7. How do you hope the public will receive your work? What audience are you aiming at?
I don’t expect people to grasp what I’m trying to say immediately. But I do hope the images I create come back to them later, perhaps when they see another work of art or simply when they’re walking down the street, so they stop and ask themselves why one image makes them think of the other. This is when people start to become actors in the work of art.
8. What qualifications have you got? What do you value most from your time in education?
I graduated in fine art and took a Master’s degree in contemporary art. I studied in different cities and I think the times I’ve spent abroad were key for my later work. Coming to and going from my usual environment made me feel a bit puzzled about myself, as if I were living with someone else I didn’t recognise. This feeling is the engine that drives my work, that feeling of not belonging to the ground you’re walking on.
9. How would you define your current professional situation? And in the future?
My current situation is uncertain. In the future, I’d like to combine my art work with other activities outside art.
10. Many artists say it’s difficult to make a living from their work; how do economic considerations affect you when it comes to work? Do you think this has a bearing on your work?
Obviously, whether or not you can finance a piece of work is important, but I try to move my projects on even if there isn’t enough money.

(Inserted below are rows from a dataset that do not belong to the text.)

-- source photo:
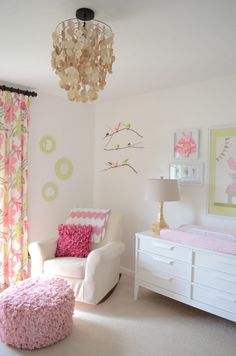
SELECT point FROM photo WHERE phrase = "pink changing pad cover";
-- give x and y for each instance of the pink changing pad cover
(204, 237)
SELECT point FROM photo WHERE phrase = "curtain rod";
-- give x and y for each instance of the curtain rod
(18, 90)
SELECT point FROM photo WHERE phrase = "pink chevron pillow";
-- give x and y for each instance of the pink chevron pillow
(95, 217)
(74, 240)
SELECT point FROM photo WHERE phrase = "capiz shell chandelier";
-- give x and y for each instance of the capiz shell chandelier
(82, 55)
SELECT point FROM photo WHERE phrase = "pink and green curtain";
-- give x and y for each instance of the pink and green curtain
(14, 123)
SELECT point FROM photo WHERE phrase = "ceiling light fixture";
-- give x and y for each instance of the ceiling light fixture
(82, 55)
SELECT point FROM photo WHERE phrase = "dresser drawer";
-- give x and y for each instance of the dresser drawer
(160, 247)
(218, 262)
(165, 281)
(217, 299)
(156, 263)
(215, 279)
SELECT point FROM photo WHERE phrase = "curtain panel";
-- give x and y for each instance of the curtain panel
(14, 123)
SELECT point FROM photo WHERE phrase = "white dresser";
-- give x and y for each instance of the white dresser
(201, 278)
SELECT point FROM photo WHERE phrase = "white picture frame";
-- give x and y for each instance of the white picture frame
(189, 173)
(186, 144)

11. What do you look for or expect from your relationship with promoters and curators? What advantages and difficulties have you found with these relationships?
Horizontal dialogue open to collaboration.

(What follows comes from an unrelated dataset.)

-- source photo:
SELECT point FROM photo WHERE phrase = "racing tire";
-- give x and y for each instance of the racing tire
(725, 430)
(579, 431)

I’ve been lucky enough to work with people who are interested in my work and in these cases everything has gone like clockwork. In other cases, they’ve been totally uninterested and more obsessed with quotas than anything else.
12. What do you think sets the arts scene in Madrid apart from elsewhere? What would you say are its pluses and minuses?
It’s a fragmented and somewhat inactive scene. Art should be an excuse for dialogue and debate; but in Madrid people only get together for openings and little else. There’s a need for more individual initiatives – we’re reaching a situation where artists don’t move without institutional support. The good thing about Madrid is that there’s still lots to be done.